The includes
already reads all the posts with every user in a single query. Therefore you should be able to get the first three of each in ruby without querying the database again.
users = User.includes(:posts)
@feed_items = []
users.each do |user|
@feed_items += user.posts.first(3)
end
This forms one long list of posts. If you want a list of per user lists, use <<
instead +=
.
I was able to test this. Here are the queries generated:
User Load (4.4ms) SELECT "users".* FROM "users"

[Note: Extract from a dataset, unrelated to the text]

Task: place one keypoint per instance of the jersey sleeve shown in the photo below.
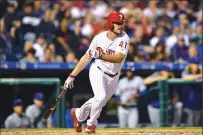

Post Load (2.4ms) SELECT "posts".* FROM "posts" WHERE "posts"."user_id" IN (4, 5, 6, 7, 8, 9, 10, 11, 12, 13)
And here is the result:
irb(main):037:0> @feed_items.map &:subject
=> ["User 0's Post 1", "User 0's Post 2", "User 0's Post 3", "User 1's Post 1",
"User 1's Post 2", "User 1's Post 3", "User 2's Post 1", "User 2's Post 2",
"User 2's Post 3", "User 3's Post 1", "User 3's Post 2", "User 3's Post 3",
"User 4's Post 1", "User 4's Post 2", "User 4's Post 3", "User 5's Post 1",
"User 5's Post 2", "User 5's Post 3", "User 6's Post 1", "User 6's Post 2",
"User 6's Post 3", "User 7's Post 1", "User 7's Post 2", "User 7's Post 3",
"User 8's Post 1", "User 8's Post 2", "User 8's Post 3", "User 9's Post 1",
"User 9's Post 2", "User 9's Post 3"]
The down side of includes
is always that you may end up retrieving data that's not needed. Here if users have many more than 3 posts, retreiving all and throwing away all but 3 may be more expensive than one query per user.
Server side solutions require fancy SQL. You can search "sql limit within group" to see some proposals.